Click chemistry approach for imaging intracellular and intratissue distribution of curcumin and its nanoscale carrier.

This study was aimed at developing a fluorescence imaging approach to simultaneously characterize the delivery and distribution of a bioactive molecule, curcumin, and its micelle based nanoscale carrier in cells and tissue models. To enable imaging of curcumin, a monoalkyne derivative of curcumin was synthesized and purified using LC-MS. Intracellular uptake of curcumin was characterized using a click chemistry reaction between a monoalkyne modified curcumin and Alexa-488 azide fluorescent dye in cells and tissues.

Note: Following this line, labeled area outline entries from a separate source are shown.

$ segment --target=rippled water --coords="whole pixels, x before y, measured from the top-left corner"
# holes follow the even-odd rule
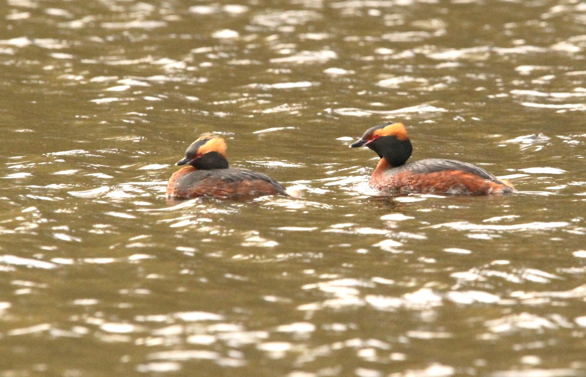
[[[583,3],[0,9],[0,375],[586,375]],[[519,193],[380,196],[387,120]],[[212,131],[301,197],[166,199]]]

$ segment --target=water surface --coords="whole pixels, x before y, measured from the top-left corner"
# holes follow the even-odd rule
[[[1,9],[2,375],[586,375],[582,4]],[[387,121],[518,193],[381,196]],[[301,197],[168,200],[207,132]]]

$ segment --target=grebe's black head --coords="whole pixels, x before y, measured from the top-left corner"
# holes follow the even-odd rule
[[[413,148],[402,123],[387,122],[371,127],[350,148],[367,146],[391,166],[400,166],[411,157]]]
[[[226,149],[223,139],[205,133],[192,143],[185,151],[185,157],[178,161],[176,164],[189,164],[200,170],[228,169]]]

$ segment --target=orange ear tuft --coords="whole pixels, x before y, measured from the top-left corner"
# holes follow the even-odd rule
[[[386,127],[378,130],[378,133],[381,136],[395,136],[399,140],[407,140],[409,138],[407,136],[405,125],[402,123],[390,124]]]
[[[198,139],[204,138],[203,136]],[[199,147],[197,152],[200,153],[207,153],[210,152],[217,152],[224,157],[226,157],[226,150],[228,147],[226,145],[226,142],[222,138],[213,137],[209,139],[205,144]]]

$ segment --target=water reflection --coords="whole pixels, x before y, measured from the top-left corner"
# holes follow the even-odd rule
[[[581,4],[2,7],[2,374],[584,374]],[[381,196],[376,119],[519,193]],[[212,131],[299,197],[168,201]]]

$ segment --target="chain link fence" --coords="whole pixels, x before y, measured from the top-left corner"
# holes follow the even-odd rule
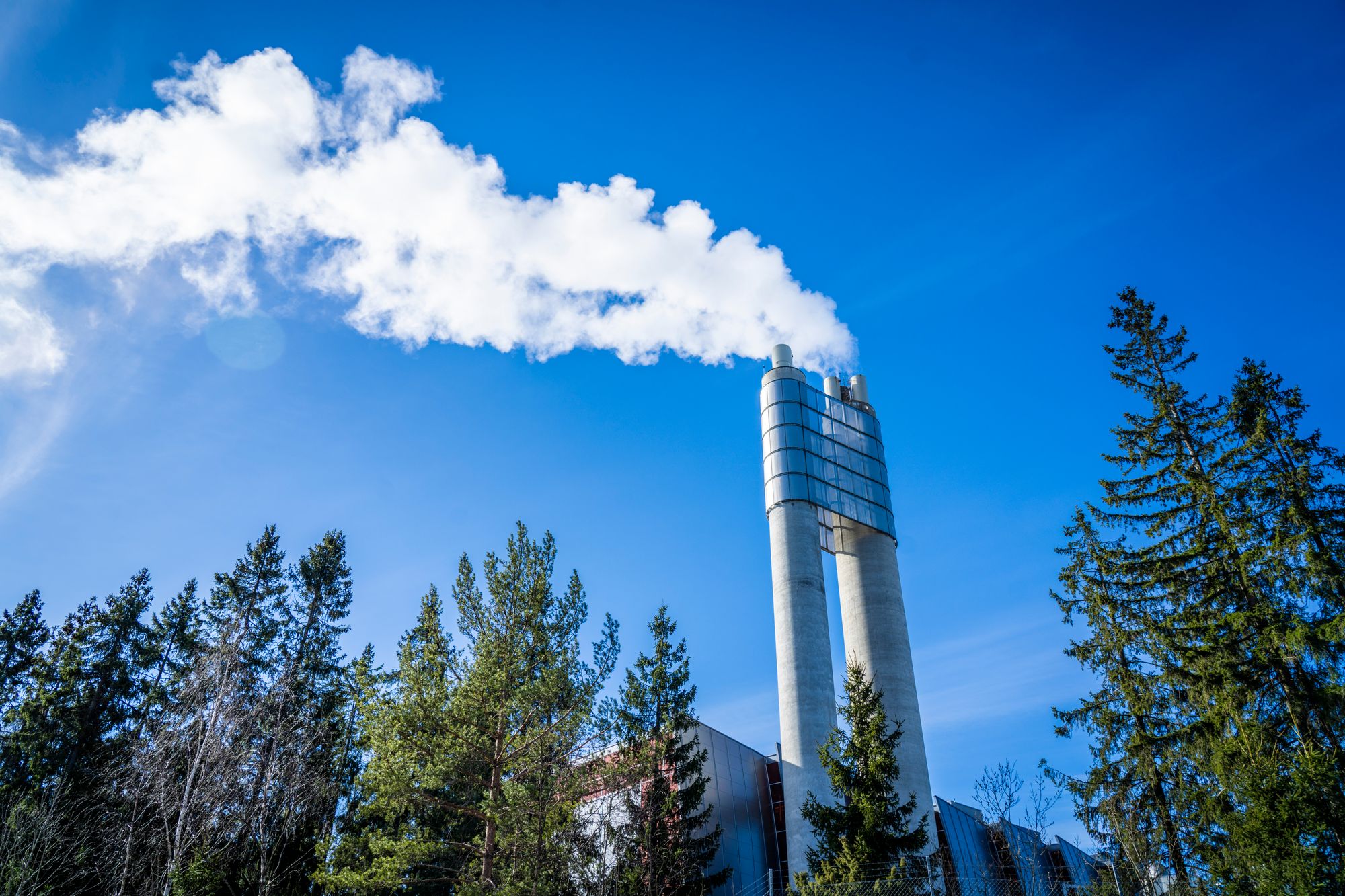
[[[1099,874],[1088,884],[1064,880],[1022,880],[1014,869],[958,877],[944,869],[874,869],[872,880],[846,883],[802,881],[792,888],[773,872],[741,889],[737,896],[1130,896]],[[866,877],[869,874],[865,874]]]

Fluorescence images of cells and tissues incubated with monoalkyne curcumin showed specific detection of intracellular delivered monoalkyne curcumin using the click chemistry reaction. The fluorescence imaging results also demonstrated significant improvement in detection sensitivity of intracellular delivered curcumin as compared to measurements based on native fluorescence of unmodified curcumin. Intracellular uptake of monoalkyne curcumin was characterized as a function of incubation time and concentration. The results show a rapid uptake of monoalkyne curcumin during the first 4 h of incubation. Modification of curcumin to its monoalkyne derivative did not impact its apoptotic activity in cancer cells. DSPE-PEG micelles labeled with Alexa-647 were selected as a representative nanoscale carrier to enhance the solubility and delivery of monoalkyne curcumin. Fluorescence images of cells and tissues incubated with fluorescently labeled micelles containing monoalkyne curcumin clearly illustrate significant differences in intracellular and intratissue localization of DSPE-PEG and encapsulated monoalkyne curcumin. The imaging approach developed in this study can be used to understand delivery and distribution of diverse bioactive compounds and their nanocarrier systems as well as in situ measurement of interactions of bioactives with cellular and tissue targets.